Now these are just a couple of stills and they can’t, won’t, and don’t tell the whole story of what many fans noticed all year long. (Mostly because published pictures of incompletions are outnumbered something like 35:1 by photos of completed passes.) However, all season two things about Matthews kept jumping out. He doesn’t consistently fight for position or attack/high-point the ball when it’s in the air. And it wasn’t just Matthews failing to do those things consistently.
High-pointing and fighting for the jump balls are two things that coaches teach starting in Youth Football. I know this because my friend Joe Frazier coaches Youth Football, and he says that he teaches it. We both belong to a Facebook group called BirdGang Bangers, and it was not rare this season to see Joe posting (ranting) about the lack of fundamentals displayed by our own professionals.

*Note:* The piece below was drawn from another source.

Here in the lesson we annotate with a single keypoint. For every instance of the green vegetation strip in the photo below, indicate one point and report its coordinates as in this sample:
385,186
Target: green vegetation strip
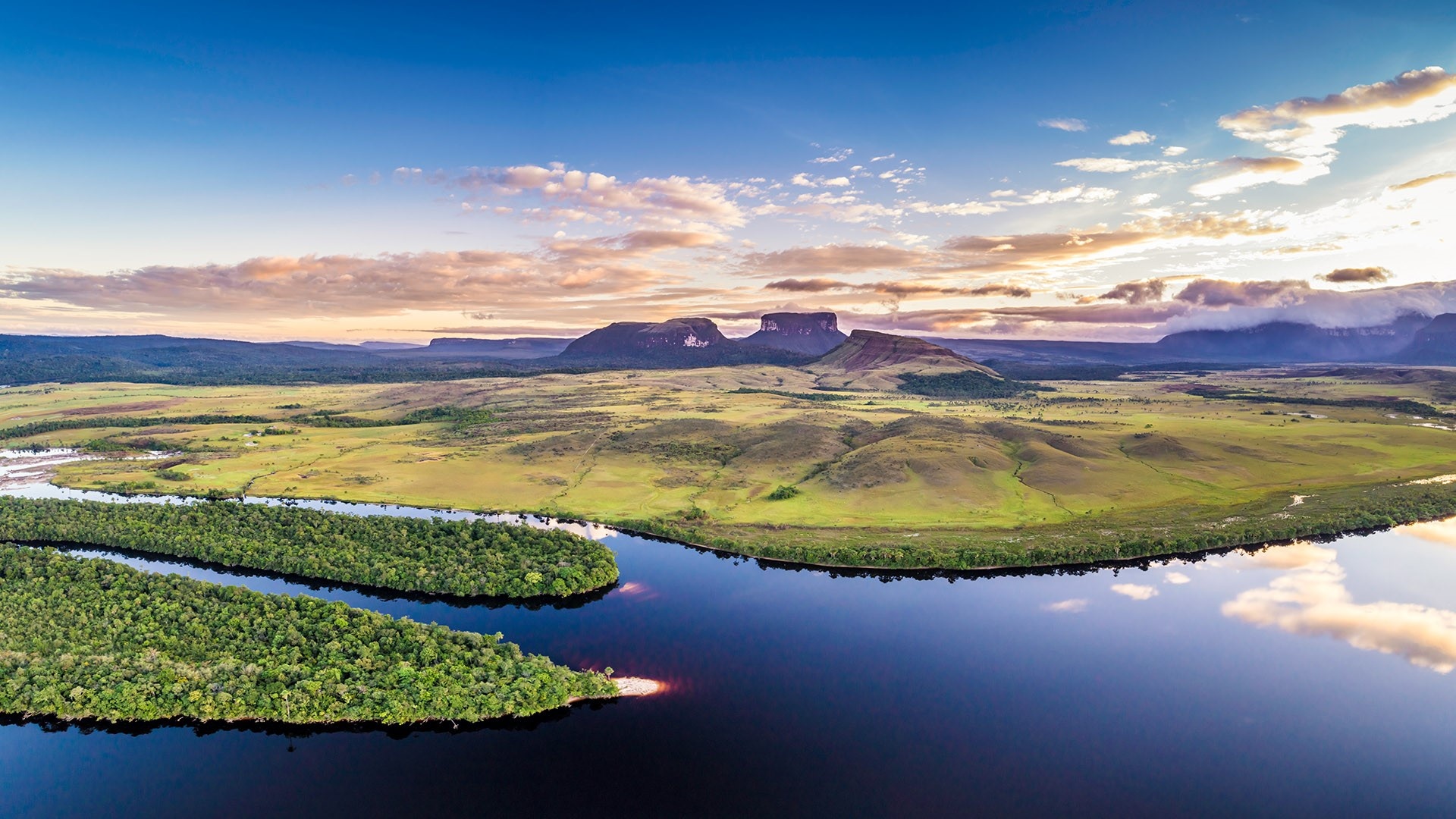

I was content to tag the athletes with the blame for this until during the Ohio State/Oregon game I saw this:
During a “gotta have it” possession, on a “gotta have it” down, late in the game and behind in the score, Ducks WR Dwayne Stanford dropped a WIDE open pass. He dropped it simply because instead of attacking the ball, he was falling away as he caught it. Not falling. Falling away. As in, fading back in preparation to turn and run. Not quite running before the catch, but in there.
It occurred to me that Ducks WR’s had been doing that all game long. Then my stomach knotted up with a horrible question. What if they’re being coached that way? Not just the Oregon Ducks, but the Philly Ducks, I mean Eagles. What if this is a feature of our system, just to make it easier for refs to award full forward progress? It would be good for most moments in games, but it won’t make players fundamentally sound for moments when the system fails and athlete has to make a play.
I spent years hating (and writing about) our former WR coach Dave Culley, for the way he never seemed to be able to maximize WR talent here. (Terrell Owens mostly wouldn’t even work with him). Now I’m seeing that Culley’s successor, Bob Bicknell, doesn’t seem to know how to get the most of his charges either. I have to say that makes me concerned for the development of players like Matthews and Josh Huff. Matthews has the tools to be a monster, but I wonder if he’ll get the coaching he needs to fully develop those tools.
Perhaps the Eagles would do well to give Coach Frazier a call.